答えてほしい俺は、もう一回頼み込んだんだ。
『そんな事はありませんぞ、……女史は、とっても、とっても…………と、とにかく、教えて欲しいのであります! これはバラカス氏にとっても大事なコトなのであります!』
『バラカスにも? よ、よく分からないけどそうなのね。え……え……えっと……もし、本当にそんなヒトがいたらの話だけど…………私なら、言葉を飾らず、ストレートに『好き』って言われたいわ。……ああもう、何を言わせるのよ、恥ずかしー!』
サイリウムのスティックライトを投げ出して、白雪は両手で顔を隠してしまった。
そんな白雪が可愛くて愛しくてたまらねぇ。
コイツはオフとオンにギャップがありすぎだ。
本当はよ、もっとたくさん聞きてぇコトがある。
パンダは恋愛対象になるのか、気持ちに応えられない時、気まずくなってもう会わなくなってしまうのか、そういう事、全部聞いておきたいと思った。

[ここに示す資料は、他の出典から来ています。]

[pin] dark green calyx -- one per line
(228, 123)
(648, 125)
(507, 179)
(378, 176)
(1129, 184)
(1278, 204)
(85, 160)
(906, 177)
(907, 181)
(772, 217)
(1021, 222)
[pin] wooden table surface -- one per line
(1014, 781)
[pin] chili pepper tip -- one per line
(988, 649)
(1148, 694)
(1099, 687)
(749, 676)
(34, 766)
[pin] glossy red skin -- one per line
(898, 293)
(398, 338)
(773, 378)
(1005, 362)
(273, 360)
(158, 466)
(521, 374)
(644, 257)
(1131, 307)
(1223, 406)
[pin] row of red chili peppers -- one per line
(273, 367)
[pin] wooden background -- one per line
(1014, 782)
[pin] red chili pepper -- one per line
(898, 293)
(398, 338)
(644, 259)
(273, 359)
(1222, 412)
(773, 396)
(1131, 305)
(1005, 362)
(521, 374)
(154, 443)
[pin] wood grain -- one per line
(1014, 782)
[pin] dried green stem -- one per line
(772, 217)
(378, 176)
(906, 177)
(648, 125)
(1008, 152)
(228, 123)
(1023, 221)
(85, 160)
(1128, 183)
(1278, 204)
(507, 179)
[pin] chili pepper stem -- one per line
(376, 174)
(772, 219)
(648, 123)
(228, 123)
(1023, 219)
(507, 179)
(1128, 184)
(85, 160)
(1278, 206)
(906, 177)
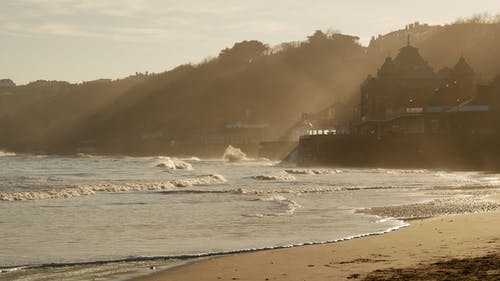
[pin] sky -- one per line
(84, 40)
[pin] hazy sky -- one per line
(88, 39)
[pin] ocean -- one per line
(109, 211)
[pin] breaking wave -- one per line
(174, 164)
(76, 191)
(233, 154)
(313, 171)
(274, 177)
(290, 205)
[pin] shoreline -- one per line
(424, 242)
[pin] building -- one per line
(407, 96)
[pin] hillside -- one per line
(249, 85)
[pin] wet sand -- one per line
(435, 245)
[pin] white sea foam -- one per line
(6, 153)
(402, 171)
(283, 177)
(233, 154)
(290, 205)
(85, 190)
(313, 171)
(174, 164)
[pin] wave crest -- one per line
(85, 190)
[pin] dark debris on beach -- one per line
(485, 268)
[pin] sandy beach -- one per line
(420, 248)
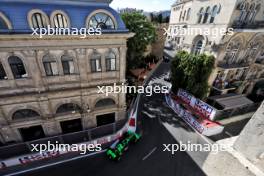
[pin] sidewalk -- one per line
(236, 118)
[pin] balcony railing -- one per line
(225, 65)
(241, 25)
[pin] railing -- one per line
(234, 65)
(223, 114)
(240, 25)
(71, 138)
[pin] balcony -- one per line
(225, 65)
(248, 26)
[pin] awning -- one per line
(231, 101)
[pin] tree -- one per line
(160, 18)
(191, 72)
(167, 19)
(145, 34)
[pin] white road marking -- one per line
(148, 155)
(229, 134)
(54, 164)
(148, 114)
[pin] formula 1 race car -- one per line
(117, 149)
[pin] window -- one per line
(105, 119)
(101, 20)
(252, 51)
(200, 15)
(232, 51)
(188, 14)
(25, 114)
(214, 12)
(60, 21)
(2, 72)
(180, 16)
(69, 108)
(206, 15)
(38, 20)
(254, 13)
(67, 65)
(96, 63)
(17, 67)
(3, 24)
(244, 8)
(250, 13)
(198, 47)
(104, 103)
(50, 65)
(110, 60)
(184, 14)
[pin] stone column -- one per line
(250, 142)
(122, 63)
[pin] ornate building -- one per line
(48, 86)
(239, 49)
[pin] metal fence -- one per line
(10, 151)
(223, 114)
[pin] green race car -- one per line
(117, 149)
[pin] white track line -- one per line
(152, 151)
(53, 164)
(229, 134)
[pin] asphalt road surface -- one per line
(145, 158)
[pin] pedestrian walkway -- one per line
(236, 118)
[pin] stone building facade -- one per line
(239, 49)
(48, 86)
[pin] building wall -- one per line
(44, 95)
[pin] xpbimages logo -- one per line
(49, 31)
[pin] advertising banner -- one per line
(199, 106)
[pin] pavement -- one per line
(159, 125)
(145, 158)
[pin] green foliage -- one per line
(145, 34)
(191, 72)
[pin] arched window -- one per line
(96, 62)
(244, 8)
(104, 103)
(260, 58)
(39, 20)
(184, 15)
(206, 15)
(232, 51)
(254, 13)
(250, 13)
(69, 108)
(60, 21)
(25, 114)
(252, 50)
(2, 72)
(101, 20)
(180, 17)
(200, 15)
(17, 67)
(188, 14)
(198, 47)
(3, 22)
(110, 61)
(214, 12)
(50, 65)
(67, 65)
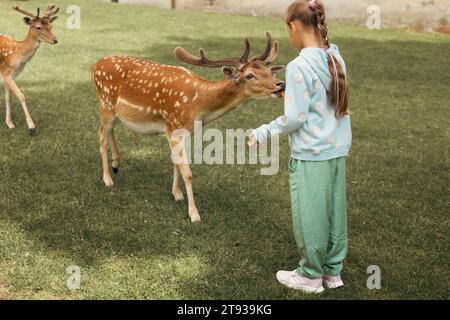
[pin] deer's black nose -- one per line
(281, 85)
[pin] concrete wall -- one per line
(394, 13)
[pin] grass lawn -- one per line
(134, 241)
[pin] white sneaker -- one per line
(292, 280)
(333, 282)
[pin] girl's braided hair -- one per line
(312, 13)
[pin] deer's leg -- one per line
(114, 151)
(185, 171)
(176, 190)
(8, 121)
(105, 131)
(14, 88)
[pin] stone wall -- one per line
(426, 14)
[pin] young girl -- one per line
(318, 123)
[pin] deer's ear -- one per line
(277, 69)
(28, 21)
(230, 72)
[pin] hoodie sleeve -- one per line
(296, 105)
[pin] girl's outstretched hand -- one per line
(253, 143)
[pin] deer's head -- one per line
(255, 76)
(41, 27)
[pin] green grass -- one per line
(135, 242)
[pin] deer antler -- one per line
(27, 13)
(203, 61)
(271, 53)
(51, 11)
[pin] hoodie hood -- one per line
(317, 58)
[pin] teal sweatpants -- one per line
(319, 213)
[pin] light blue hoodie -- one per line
(315, 134)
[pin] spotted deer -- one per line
(152, 98)
(14, 55)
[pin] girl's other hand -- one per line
(253, 143)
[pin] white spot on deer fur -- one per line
(152, 127)
(129, 104)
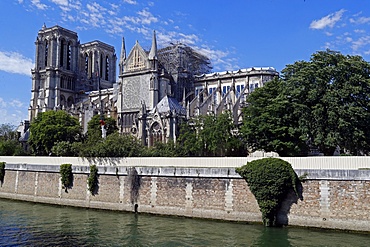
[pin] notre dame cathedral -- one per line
(156, 89)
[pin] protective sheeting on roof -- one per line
(272, 69)
(169, 104)
(24, 137)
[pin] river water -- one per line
(30, 224)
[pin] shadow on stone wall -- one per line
(70, 186)
(285, 206)
(135, 183)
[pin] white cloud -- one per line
(60, 2)
(327, 21)
(12, 112)
(14, 62)
(2, 103)
(16, 103)
(39, 5)
(360, 20)
(130, 2)
(361, 42)
(147, 17)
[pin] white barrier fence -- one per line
(320, 162)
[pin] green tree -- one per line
(321, 103)
(162, 150)
(51, 127)
(115, 145)
(94, 127)
(9, 144)
(210, 135)
(271, 121)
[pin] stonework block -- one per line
(78, 190)
(47, 184)
(26, 183)
(244, 200)
(209, 193)
(9, 182)
(108, 190)
(171, 192)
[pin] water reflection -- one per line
(29, 224)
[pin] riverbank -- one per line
(331, 198)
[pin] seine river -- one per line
(29, 224)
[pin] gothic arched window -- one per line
(155, 133)
(107, 68)
(62, 100)
(101, 66)
(46, 52)
(69, 55)
(70, 101)
(61, 55)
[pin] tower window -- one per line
(46, 52)
(61, 55)
(107, 68)
(101, 66)
(69, 55)
(86, 64)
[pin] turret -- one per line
(122, 59)
(153, 53)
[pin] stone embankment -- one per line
(335, 195)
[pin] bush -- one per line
(269, 180)
(66, 175)
(2, 172)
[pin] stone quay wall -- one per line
(332, 196)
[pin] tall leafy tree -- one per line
(210, 135)
(51, 127)
(270, 121)
(94, 127)
(321, 103)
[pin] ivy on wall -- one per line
(269, 179)
(2, 172)
(92, 180)
(66, 176)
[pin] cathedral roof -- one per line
(169, 104)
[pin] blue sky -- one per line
(233, 34)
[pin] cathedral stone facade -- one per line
(156, 89)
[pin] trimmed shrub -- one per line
(66, 175)
(2, 172)
(92, 181)
(269, 179)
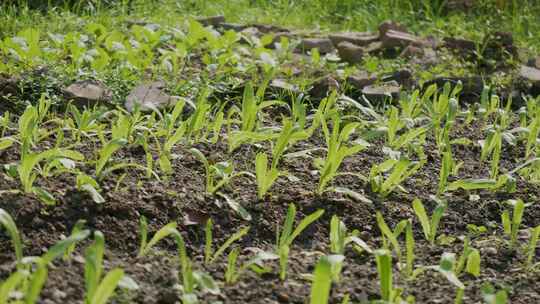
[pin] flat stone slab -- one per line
(530, 74)
(381, 92)
(211, 20)
(87, 92)
(324, 45)
(149, 96)
(350, 52)
(392, 39)
(356, 38)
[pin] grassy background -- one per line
(426, 17)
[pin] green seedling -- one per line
(392, 236)
(89, 185)
(285, 239)
(265, 176)
(7, 222)
(531, 248)
(255, 263)
(29, 162)
(105, 154)
(469, 260)
(98, 289)
(511, 227)
(340, 238)
(163, 232)
(75, 231)
(322, 281)
(400, 171)
(491, 296)
(217, 175)
(209, 255)
(336, 151)
(389, 294)
(429, 226)
(447, 267)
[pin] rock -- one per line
(280, 85)
(232, 26)
(499, 46)
(530, 80)
(382, 92)
(374, 48)
(149, 96)
(268, 28)
(391, 25)
(534, 62)
(322, 87)
(360, 80)
(393, 39)
(403, 77)
(412, 51)
(459, 5)
(211, 20)
(471, 90)
(530, 74)
(278, 36)
(350, 52)
(356, 38)
(459, 45)
(9, 85)
(87, 92)
(324, 45)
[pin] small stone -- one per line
(282, 85)
(391, 25)
(149, 96)
(8, 85)
(232, 26)
(374, 48)
(356, 38)
(530, 74)
(392, 39)
(459, 44)
(350, 52)
(360, 80)
(492, 251)
(471, 90)
(87, 92)
(283, 297)
(268, 28)
(412, 51)
(321, 88)
(324, 45)
(212, 20)
(534, 62)
(382, 92)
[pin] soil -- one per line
(183, 195)
(129, 195)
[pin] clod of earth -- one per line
(380, 92)
(212, 20)
(350, 52)
(324, 45)
(149, 96)
(393, 39)
(232, 26)
(321, 88)
(356, 38)
(471, 90)
(391, 25)
(87, 93)
(360, 80)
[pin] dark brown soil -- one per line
(183, 195)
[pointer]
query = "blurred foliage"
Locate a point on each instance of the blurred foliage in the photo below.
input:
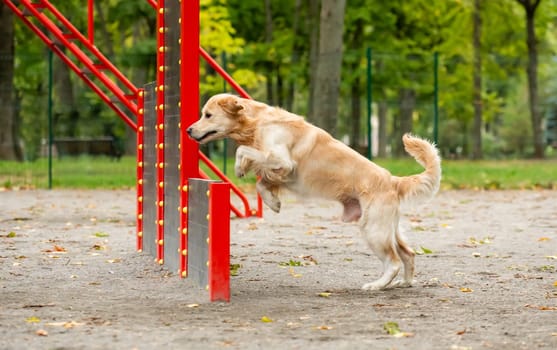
(260, 54)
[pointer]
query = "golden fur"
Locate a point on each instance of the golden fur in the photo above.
(285, 151)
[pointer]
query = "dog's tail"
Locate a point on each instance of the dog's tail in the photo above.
(425, 185)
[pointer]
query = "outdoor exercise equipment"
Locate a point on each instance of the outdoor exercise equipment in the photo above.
(183, 222)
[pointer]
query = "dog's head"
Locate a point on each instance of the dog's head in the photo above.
(219, 117)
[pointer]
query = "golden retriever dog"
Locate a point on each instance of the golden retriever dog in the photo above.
(286, 152)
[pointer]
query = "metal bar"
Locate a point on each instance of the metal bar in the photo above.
(50, 127)
(219, 241)
(234, 188)
(235, 210)
(88, 45)
(189, 109)
(223, 73)
(159, 108)
(369, 104)
(140, 164)
(91, 22)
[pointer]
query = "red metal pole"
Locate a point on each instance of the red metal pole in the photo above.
(91, 20)
(219, 241)
(189, 113)
(140, 145)
(160, 109)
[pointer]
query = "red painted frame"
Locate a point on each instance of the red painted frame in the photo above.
(160, 108)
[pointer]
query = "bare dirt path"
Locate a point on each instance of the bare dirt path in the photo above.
(70, 278)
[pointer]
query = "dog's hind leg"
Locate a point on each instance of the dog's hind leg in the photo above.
(379, 224)
(407, 255)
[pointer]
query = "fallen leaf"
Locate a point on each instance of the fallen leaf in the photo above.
(266, 319)
(33, 319)
(542, 308)
(294, 274)
(391, 328)
(58, 248)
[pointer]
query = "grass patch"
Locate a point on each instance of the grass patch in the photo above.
(102, 172)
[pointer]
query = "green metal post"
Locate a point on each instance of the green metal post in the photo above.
(369, 104)
(436, 97)
(225, 142)
(49, 111)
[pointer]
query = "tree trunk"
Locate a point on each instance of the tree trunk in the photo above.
(355, 109)
(382, 109)
(327, 83)
(66, 106)
(477, 152)
(530, 7)
(8, 136)
(407, 98)
(313, 23)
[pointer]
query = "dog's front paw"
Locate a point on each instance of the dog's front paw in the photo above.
(239, 172)
(403, 283)
(373, 286)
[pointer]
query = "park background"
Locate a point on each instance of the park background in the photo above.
(476, 76)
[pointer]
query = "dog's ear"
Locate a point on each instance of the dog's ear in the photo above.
(231, 105)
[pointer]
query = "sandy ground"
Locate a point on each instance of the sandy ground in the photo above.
(70, 278)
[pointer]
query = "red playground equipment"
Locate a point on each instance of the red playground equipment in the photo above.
(181, 221)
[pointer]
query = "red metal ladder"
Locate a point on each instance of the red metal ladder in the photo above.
(96, 70)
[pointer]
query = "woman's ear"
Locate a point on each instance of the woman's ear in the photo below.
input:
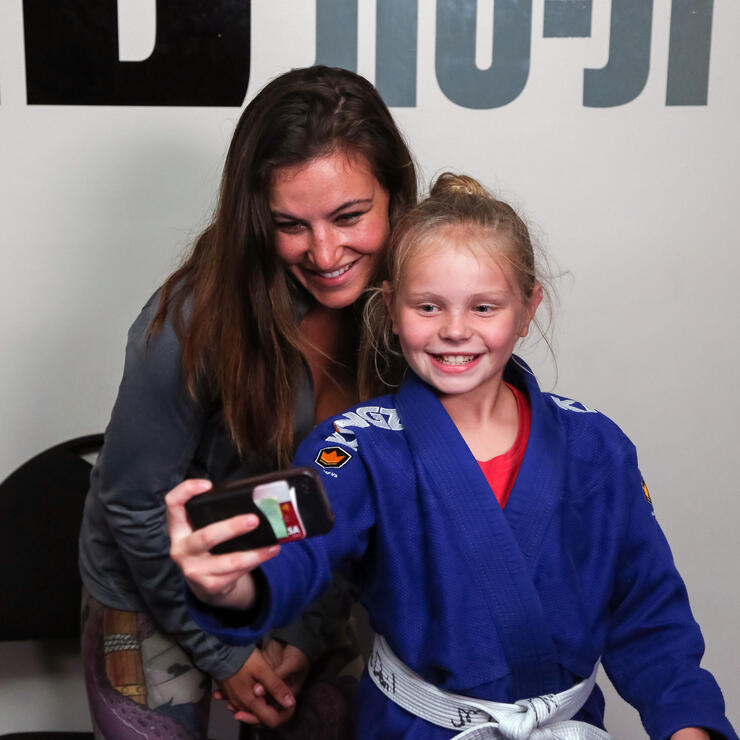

けどよ、ソレガシーの姿でコレをを聞くのは卑怯な気がしたんだ。
白雪にウソをついてまで、己の保身に走るなんざしちゃいけねぇ。
ぶつかって、ダメなら潔く傷付くべきだ。
今、ココロの揺れは完全に振り切った。
怖くないと言えば大嘘だ。
でもよ、このまま ”親友” でいいのか?
気持ちを伝えたいんだろう?
たとえ伝えて玉砕されても、ああそうですかと嫌いになんてなれねぇよ。
伝えても伝えなくても好きは変わらん。
100年前、【闇の道】で出会った日から、ずっとお前が好きなんだ。
だったらよ、
『白雪、』
顔を隠す愛しい女の肩に手を置いた。
白雪は驚いたように俺を視る。
そりゃそうか、急に戻った。
”白雪女史” じゃあなく ”白雪” と呼び捨てだ。
それでもコイツは素直に『なぁに?』と答えてくれる。
黄泉で最強と呼ばれる女なのによ、【光道開通部】の長なのによ、威張ったりは絶対にしねぇんだ。
短い髪が夜風にあたり、微かに毛先を揺らしてる。
タンクトップに軍パンツ、霊体は鋼の筋肉質だ。
脂肪の足りねぇ腰回りは引き締まって手足も長え、色っぽさの欠片もねぇ。
だがよ、生きてた頃も死んだ後も、白雪以上に良い女を視た事がねぇ、優しくて強くて綺麗な女。
夜光花は咲き溢れ、夜はまだまだ明けそうにない。
天を視れば満天の星空が、”踏み出せ” と瞬いているように視えた。
気持ちを伝えるんだ。
『聞いてくれ、……俺は、』
霊体を前に、白雪との距離を詰めた。
柑橘の良い匂いがふわっと漂い、頭の中がクラリとする。
白雪は何が起きたかわからずに、戸惑いながら俺を視つめ……その、深い瞳の中には銀髪碧眼のヒト型の男、”ソレガシー” が映りこんで____
____パンーーッ!!
そうだった、今の俺はバラカスじゃねぇ!
この姿のまま『好き』だと言っちまうトコだった!
イカン、すぐに元に戻らなくちゃだ!
だが白雪の目の前で戻る訳にはいかねぇ、戻ればコイツは烈火の如く俺に説教をかますだろう。
怒られるのはいい、それもまたご褒美。
けど今夜はダメだ、話が脱線して気持ちを伝えられなくなる。